But the show is not all darkness. Joan Semmel’s For Foot Fetishists, a tender oil painting, frames the artist’s naked body laid in bed from the waist down (a women’s alternative to Courbet’s invasive L’Origine du monde), while Miriam Cahn’s paintings bask unabashed in erotic territory.
On the ground floor of the gallery, Isabella Burley of Climax Books has curated a special selection of titles and ephemera in response to the show, all of which are for sale – a creative bibliography of sorts. Founded in 2020 with a focus on rare, countercultural ephemera, books and magazines on art and photography – Burley was formerly editor-in-chief of Dazed, and is currently chief marketing officer at Acne Studios – Climax Books has been selling titles by artists featured in Hardcore for years. “It really was the perfect invitation to collaborate, and a dream come true,” says Burley on the install day. “It’s always been one of my favourite galleries.“
Things for sale by the artists in Hardcore include a rare book made by Schneemann with her menstrual blood inside – “it’s such an amazing art object,” says Burley – a VHS tape of Sick: The Life and Death of Bob Flanagan, Supermasochist, books on Stanislava Kovalcikova and Darja Bajagić, and various titles on Sherman.

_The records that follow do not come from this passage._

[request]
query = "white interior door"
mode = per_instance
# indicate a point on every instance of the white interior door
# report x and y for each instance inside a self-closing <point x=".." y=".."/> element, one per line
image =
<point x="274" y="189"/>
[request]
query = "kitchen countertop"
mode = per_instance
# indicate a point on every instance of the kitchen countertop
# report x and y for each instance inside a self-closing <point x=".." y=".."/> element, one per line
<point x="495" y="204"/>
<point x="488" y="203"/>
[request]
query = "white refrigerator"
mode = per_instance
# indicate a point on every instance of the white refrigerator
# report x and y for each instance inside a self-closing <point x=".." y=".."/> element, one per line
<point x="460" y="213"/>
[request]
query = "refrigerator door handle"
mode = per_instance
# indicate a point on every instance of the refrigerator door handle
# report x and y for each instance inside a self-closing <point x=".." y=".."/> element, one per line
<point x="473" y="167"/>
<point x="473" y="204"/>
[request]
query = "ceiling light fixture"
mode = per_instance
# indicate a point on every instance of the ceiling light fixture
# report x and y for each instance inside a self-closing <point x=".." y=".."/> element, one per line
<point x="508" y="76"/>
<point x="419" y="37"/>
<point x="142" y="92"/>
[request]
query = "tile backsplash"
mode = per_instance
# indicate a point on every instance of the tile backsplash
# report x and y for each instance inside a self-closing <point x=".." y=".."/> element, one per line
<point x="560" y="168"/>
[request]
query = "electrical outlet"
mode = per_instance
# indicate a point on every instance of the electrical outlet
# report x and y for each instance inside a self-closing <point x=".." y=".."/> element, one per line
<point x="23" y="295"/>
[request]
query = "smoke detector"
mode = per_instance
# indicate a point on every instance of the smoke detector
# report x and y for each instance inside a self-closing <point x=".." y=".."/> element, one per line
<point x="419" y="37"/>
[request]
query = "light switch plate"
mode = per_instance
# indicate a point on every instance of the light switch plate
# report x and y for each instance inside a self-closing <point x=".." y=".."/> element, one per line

Elsewhere, Burley expanded on the themes of the exhibition, picking niche literature, periodicals, magazines and books tapping into sexuality, subculture, feminism, autobiography and queerness. “Having the books and ephemera down here adds another layer to the artworks upstairs,” Burley says. “Sadie and John have interpreted the theme in such a nuanced way, and having this quite eclectic range of books from younger emerging artists and writers with some really classic, iconic pieces of ephemera like Catherine Opie’s Dyke Deck felt like an interesting dialogue with the show.”
Titles by Kathy Acker, Richard Kern and Nan Goldin are on display, while Burley says she “couldn’t be at Sadie Coles and not include a Sarah Lucas book”. Given the natural crossover between Climax Books and Hardcore, what does Burley make of the show upstairs? ”I have so much respect for Sadie and for her programme, and this show feels so monumental,” she says. ”It’s assertive in a way that a lot of shows in London haven’t been recently.” One could say the same of Climax, with its focus on autonomous, spunky women who do things their own way – people like Schneemann and Sherman, who paved the way for women artists grappling with self-image, sexuality and power.
Hardcore at Sadie Coles HQ in London is on show until 5 August 2023.